Aussi, LCA Métiers du grain espère bien être entendue sur le projet Infrastructures 2030 de modernisation des installations de stockage des grains qu’elle mène avec plusieurs acteurs dont la FNA (lire l’encadré p. 20). Un plan important pour pouvoir absorber la dynamique de diversification, qui a des conséquences non négligeables sur les métiers du grain, et faire face aux variations d’assolements, de rendements et de qualité, qui semblent s’intensifier. Sans omettre la sécurité dont le Naca veut faire, avec la RSE, son fil rouge pour 2025, « avec une sinistralité qui augmente et des assureurs qui se désengagent ». Et le focus sera mis sur la résilience lors de son prochain congrès.

Sensibiliser les négoces à la RSE

Le mot résilience n’a d’ailleurs jamais été autant prononcé et guide les caps stratégiques redessinés à l’horizon 2030, voire 2050 pour Dijon céréales, en plein déploiement de la production d’énergie renouvelable avec la méthanisation et l’agriphotovoltaïsme et un nouveau plan de développement autour de l’IA. « Et les entreprises qui s’engagent dans la RSE seraient plus résilientes », avance Simon Aimar (Naca), qui travaille le sujet avec la FNA, laquelle vient de publier son guide RSE pour ses négoces adhérents. Dans sa nouvelle feuille de route, cette fédération a mis pour objectif l’intégration de la RSE par 80 % de ses entreprises membres (lire ci-contre). Cette démarche est en fait un prérequis de la directive européenne CSRD imposant un rapport de durabilité. La quarantaine de négoces et les 150 coopératives concernés devront, dès l’exercice démarrant en 2025, relever des indicateurs pour un premier rapport en 2026. Pour sa part, Antoine Hacard estime que « a minima, les coopératives de moins de 250 ETP, pour lesquelles la mise en œuvre de la CSRD est plus difficile, devraient pouvoir bénéficier de dispositions transitoires complémentaires ».

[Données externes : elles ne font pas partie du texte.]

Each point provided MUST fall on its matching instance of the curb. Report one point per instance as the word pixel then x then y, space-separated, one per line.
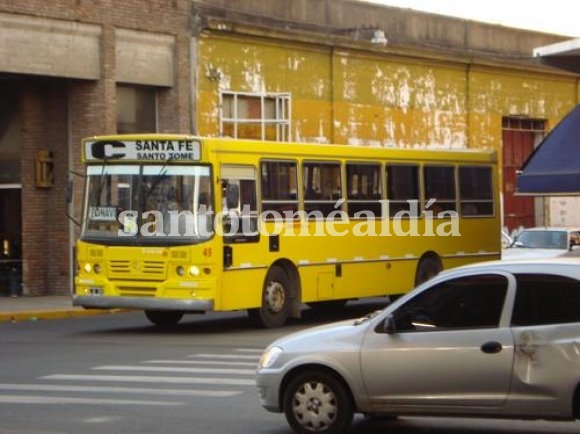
pixel 34 315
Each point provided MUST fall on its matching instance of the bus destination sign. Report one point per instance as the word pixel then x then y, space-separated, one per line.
pixel 143 150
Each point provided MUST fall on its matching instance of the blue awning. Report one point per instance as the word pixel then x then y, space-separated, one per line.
pixel 554 166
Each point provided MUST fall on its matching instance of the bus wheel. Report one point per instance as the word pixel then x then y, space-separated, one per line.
pixel 275 300
pixel 429 266
pixel 163 317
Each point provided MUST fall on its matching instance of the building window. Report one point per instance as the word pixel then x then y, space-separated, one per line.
pixel 136 110
pixel 255 116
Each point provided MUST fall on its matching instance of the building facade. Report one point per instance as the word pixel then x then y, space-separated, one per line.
pixel 325 71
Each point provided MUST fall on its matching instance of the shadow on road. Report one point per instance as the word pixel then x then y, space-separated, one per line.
pixel 238 322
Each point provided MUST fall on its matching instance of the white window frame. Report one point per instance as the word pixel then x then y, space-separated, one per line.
pixel 282 116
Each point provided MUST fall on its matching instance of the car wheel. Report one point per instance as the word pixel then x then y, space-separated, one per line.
pixel 429 266
pixel 276 296
pixel 317 402
pixel 163 318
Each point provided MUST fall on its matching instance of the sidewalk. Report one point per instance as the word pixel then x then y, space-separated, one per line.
pixel 32 308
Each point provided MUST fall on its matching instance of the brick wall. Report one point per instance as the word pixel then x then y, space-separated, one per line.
pixel 58 112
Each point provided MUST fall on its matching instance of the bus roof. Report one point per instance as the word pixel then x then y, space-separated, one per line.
pixel 292 150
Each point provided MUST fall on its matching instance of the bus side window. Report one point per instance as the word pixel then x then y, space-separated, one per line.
pixel 402 188
pixel 476 191
pixel 279 189
pixel 322 188
pixel 364 189
pixel 240 207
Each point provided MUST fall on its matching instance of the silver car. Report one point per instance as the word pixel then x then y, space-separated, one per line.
pixel 498 339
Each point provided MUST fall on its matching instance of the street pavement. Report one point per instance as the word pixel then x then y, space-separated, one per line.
pixel 32 308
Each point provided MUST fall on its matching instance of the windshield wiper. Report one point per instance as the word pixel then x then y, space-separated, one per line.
pixel 366 318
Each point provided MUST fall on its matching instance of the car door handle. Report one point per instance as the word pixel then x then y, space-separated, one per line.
pixel 491 347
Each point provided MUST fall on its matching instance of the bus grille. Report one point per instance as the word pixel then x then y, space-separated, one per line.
pixel 143 291
pixel 125 269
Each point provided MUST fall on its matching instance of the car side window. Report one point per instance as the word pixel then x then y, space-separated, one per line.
pixel 465 302
pixel 546 299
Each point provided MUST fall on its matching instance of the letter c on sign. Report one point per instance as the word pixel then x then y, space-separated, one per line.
pixel 102 150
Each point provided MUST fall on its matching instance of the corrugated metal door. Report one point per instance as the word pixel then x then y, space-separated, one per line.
pixel 518 210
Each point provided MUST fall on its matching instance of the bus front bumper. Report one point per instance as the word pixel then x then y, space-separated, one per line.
pixel 142 303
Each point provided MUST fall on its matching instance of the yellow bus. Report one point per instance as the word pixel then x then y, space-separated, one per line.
pixel 178 224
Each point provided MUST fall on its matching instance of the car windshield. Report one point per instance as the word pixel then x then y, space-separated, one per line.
pixel 548 239
pixel 149 203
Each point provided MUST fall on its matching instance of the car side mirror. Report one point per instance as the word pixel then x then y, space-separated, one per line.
pixel 389 324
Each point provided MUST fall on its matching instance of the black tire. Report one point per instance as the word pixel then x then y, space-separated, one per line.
pixel 163 318
pixel 428 267
pixel 317 402
pixel 276 298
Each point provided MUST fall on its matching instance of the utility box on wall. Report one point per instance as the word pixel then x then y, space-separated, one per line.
pixel 44 169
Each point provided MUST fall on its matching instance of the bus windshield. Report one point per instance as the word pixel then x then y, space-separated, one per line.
pixel 150 204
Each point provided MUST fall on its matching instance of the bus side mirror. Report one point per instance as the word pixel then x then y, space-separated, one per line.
pixel 69 191
pixel 232 196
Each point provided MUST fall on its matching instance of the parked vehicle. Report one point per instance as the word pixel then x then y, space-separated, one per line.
pixel 498 339
pixel 542 242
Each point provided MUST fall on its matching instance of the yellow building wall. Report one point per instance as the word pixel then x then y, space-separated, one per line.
pixel 350 97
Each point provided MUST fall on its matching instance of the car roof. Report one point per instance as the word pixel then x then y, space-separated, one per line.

L’année 2025 s’annonce également pleine de défis et d’enjeux avec, notamment, des projets de loi attendus par la profession agricole et qui ont été mis au point mort avec la motion de censure. À l’image de la LOA ou de la PPL Duplomb, visant à lever les contraintes à l’exercice du métier d’agriculteur et qui porte des mesures comme l’abrogation de la séparation du conseil et de la vente en phytos. Dans le contexte actuel, il s’agit de garder le moral du mieux possible et de saluer et encourager tous ces projets qui émergent ou continuent malgré tout.